By JAY ROBERTS
The Cassette Chronicles is a continuing series of mini reviews and reflections on albums from the 1980’s and 1990’s. The aim of this series is to highlight both known and underappreciated albums from rock, pop and metal genres from this time period through the cassette editions of their releases. Some of the albums I have known about and loved for years, while others are new to me and were music I’ve always wanted to hear. There will be some review analysis and my own personal stories about my connection with various albums. These opinions are strictly my own and do not reflect the views of anyone else at Limelight Magazine.
EUROPE – PRISONERS IN PARADISE (1991)
Welcome to another edition of “How did I not pay more attention to this album when it first came out?”
After the release of Europe’s 1988 album Out Of This World, I kind of soured on the band a little. So three years later when they released Prisoners In Paradise, I didn’t really give it much of a second thought.

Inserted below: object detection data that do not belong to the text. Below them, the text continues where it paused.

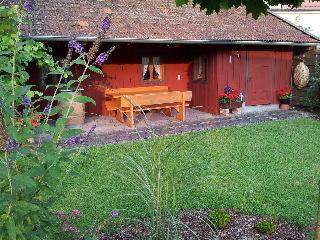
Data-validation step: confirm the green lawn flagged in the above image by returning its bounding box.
[55,119,320,231]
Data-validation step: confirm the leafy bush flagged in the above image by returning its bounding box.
[256,220,277,235]
[208,210,231,229]
[0,0,114,240]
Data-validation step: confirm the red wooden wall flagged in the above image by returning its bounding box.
[75,44,292,115]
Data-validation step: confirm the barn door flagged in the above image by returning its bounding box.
[246,51,274,105]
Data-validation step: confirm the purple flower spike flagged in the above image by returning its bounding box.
[107,46,116,55]
[71,209,81,217]
[43,102,51,114]
[6,139,19,152]
[111,210,119,218]
[95,52,109,65]
[101,17,111,32]
[68,40,84,54]
[55,211,68,222]
[23,0,36,13]
[22,96,31,106]
[88,124,97,135]
[67,226,80,233]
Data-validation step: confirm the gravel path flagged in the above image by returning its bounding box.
[81,110,315,146]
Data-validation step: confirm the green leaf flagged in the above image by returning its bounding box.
[0,165,7,179]
[15,85,34,97]
[13,174,36,189]
[49,106,61,116]
[67,80,78,88]
[61,129,84,138]
[78,74,90,82]
[13,201,40,214]
[62,106,74,118]
[89,66,104,76]
[75,96,96,105]
[56,92,72,102]
[6,217,17,240]
[70,58,86,65]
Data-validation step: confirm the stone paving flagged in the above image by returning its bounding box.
[76,110,314,145]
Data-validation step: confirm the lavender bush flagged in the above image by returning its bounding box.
[0,0,115,240]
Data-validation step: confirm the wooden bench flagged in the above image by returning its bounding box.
[106,86,192,127]
[105,86,169,115]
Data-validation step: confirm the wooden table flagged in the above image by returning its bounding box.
[105,86,192,127]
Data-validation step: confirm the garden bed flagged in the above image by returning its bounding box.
[105,209,306,240]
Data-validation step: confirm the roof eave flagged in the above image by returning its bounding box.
[25,36,319,47]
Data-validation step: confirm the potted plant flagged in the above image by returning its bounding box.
[278,89,291,110]
[218,86,242,109]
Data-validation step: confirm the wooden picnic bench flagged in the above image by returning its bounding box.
[105,86,192,127]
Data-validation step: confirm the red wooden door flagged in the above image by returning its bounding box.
[246,51,274,105]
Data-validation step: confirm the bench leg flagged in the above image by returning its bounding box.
[116,110,124,123]
[176,93,186,122]
[127,104,134,128]
[176,106,186,122]
[162,108,172,117]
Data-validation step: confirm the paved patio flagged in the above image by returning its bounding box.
[72,105,314,145]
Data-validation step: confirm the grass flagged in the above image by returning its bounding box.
[55,119,320,231]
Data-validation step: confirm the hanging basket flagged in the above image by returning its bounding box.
[293,62,309,89]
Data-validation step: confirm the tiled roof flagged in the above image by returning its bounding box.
[21,0,317,43]
[271,0,320,11]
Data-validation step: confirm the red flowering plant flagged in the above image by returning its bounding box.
[278,89,291,100]
[218,86,241,105]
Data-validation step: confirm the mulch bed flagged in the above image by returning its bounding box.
[105,209,306,240]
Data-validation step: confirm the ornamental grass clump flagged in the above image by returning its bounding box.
[255,220,277,235]
[114,126,211,240]
[208,209,231,229]
[218,86,241,105]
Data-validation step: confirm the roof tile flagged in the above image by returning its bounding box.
[21,0,318,42]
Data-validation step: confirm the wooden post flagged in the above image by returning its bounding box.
[162,108,172,117]
[116,109,124,123]
[315,180,320,240]
[0,111,8,151]
[127,103,134,128]
[176,92,186,122]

I heard the title track and while it had all the earmarks to make it a “Europe-type” song, I just kind of said, “OK” and moved on with my life.

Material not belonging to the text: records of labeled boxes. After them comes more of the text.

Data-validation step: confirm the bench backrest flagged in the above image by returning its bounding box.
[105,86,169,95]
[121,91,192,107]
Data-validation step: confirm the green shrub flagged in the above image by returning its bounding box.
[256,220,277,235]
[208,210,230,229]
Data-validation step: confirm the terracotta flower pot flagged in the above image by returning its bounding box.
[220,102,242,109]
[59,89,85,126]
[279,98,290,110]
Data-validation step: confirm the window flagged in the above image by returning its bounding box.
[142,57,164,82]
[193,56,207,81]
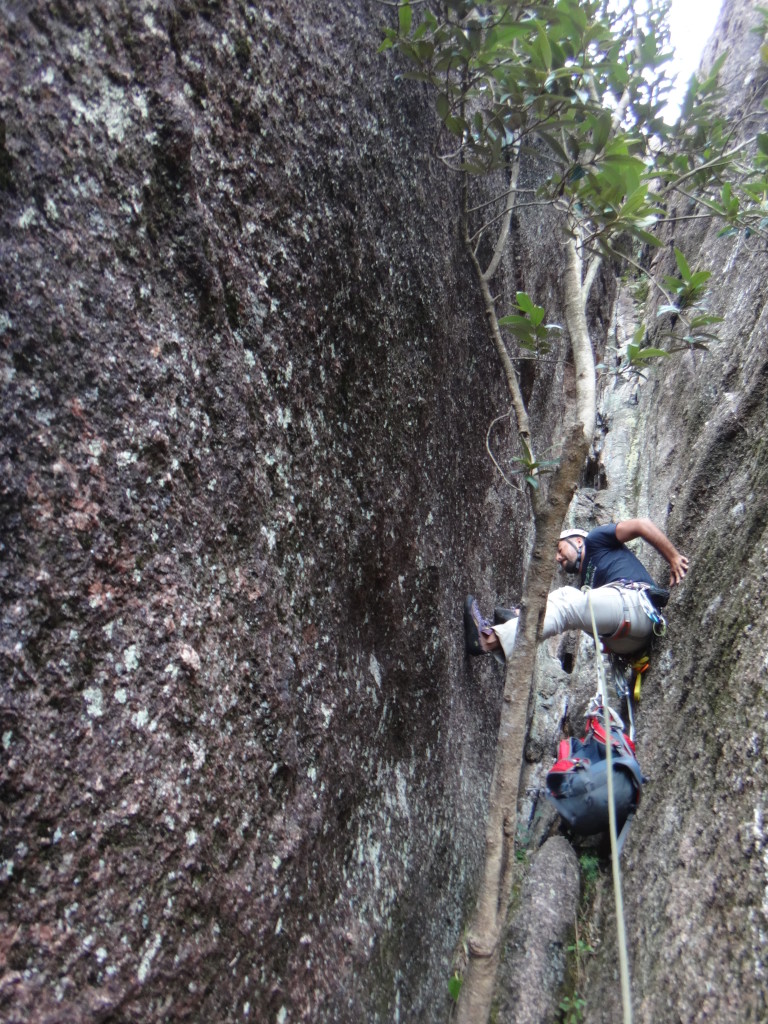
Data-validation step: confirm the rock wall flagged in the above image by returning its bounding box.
[585,0,768,1024]
[0,0,553,1024]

But as luck would have it, the album ended up in my collection TWICE. My friend Jeff found a CD edition of the album and I picked up the cassette on a shopping trip. Once I got around to listening to it, I definitely have to break out the wet noodle for 50 lashes due to a small musical mind.
Now, it has to be said first off that if you didn’t like the 80’s sound of Europe, you probably won’t think much of this album either. But for those of us who do enjoy all that encompasses being a child of the 80’s metal era, this album is an audio feast.
The album opens with “All Or Nothing” which is a rocking track with a vibrantly ripping guitar solo. The band sounds great and singer Joey Tempest is in fine voice throughout each and every song on the album.
Side one really doesn’t have much of a downside. I liked the chorus to “I’ll Cry For You” a bit more than the main portion of the lyrics, but still overall the song was a great listen. “Little Bit Of Love” gets your blood pumping and no matter where you turn, there’s a lot of quick stepping rock and roll for you to enjoy. “Talk To Me” and “Seventh Sign” are also staggeringly great.
When you flip the cassette over, things continue on in thrilling fashion. While the title track has all the hallmarks of a ballad in terms of the lyrical content, there’s far more “power” than “ballad” to the track.
There’s more of an edgier rocking vibe than you might be used to with “classic Europe” on the song “Bad Blood”. It’s like you are being let in on something very few know about. It might be some kind of hint of what was to come when the band reformed, but any which way you look at it, the song is a winner.
For me, the only real downside to any one song on the album was on “Homeland”. The song was pretty slow moving and featured Tempest reflecting back on life and decisions made. But I ended up restless to get on to the next song.
But in the spirit of all that is good in rock and roll, the last three songs on the album more than make up for the momentary disappointment on “Homeland”.
The song “Got Your Mind In The Gutter” has a great vibe. The rocker grabs you and there’s a great vocal turn from Tempest. And while “Til My Heart Beats Down Your Door” likely will make you think it is another ballad, it actually has more going for it than that.
While I loved most of the album, I particularly enjoyed the last song “Girl From Lebanon”. There’s just something to this song that really made it so appealing to me. As I listened to it, I couldn’t help but be struck by Joey Tempest’s vocals. They seemed almost conspiratorial in nature and made me think the track would serve as a great musical theme for a spy novel or something. Of course, the lyrics don’t really lend themselves to this idea of mine, it was just the overall feeling I got from the song in total.
In short, what I’m saying is that while I definitely should’ve listened to this album back in 1991, I’ve listened to it now. And what I found was that on what was the band’s last gasp in their first go-round, they more than delivered the goods. Prisoners In Paradise is a solid gold album that should probably be re-evaluated by a lot more people than just myself.
NOTES OF INTEREST – This was Europe’s last studio album for 13 years when they released Start From The Dark in 2004 and overhauled their sound.
Prisoners In Paradise is the last album to feature guitarist Kee Marcello.
Mr. Big front man Eric Martin co-wrote the lyrics to the song “All Or Nothing”.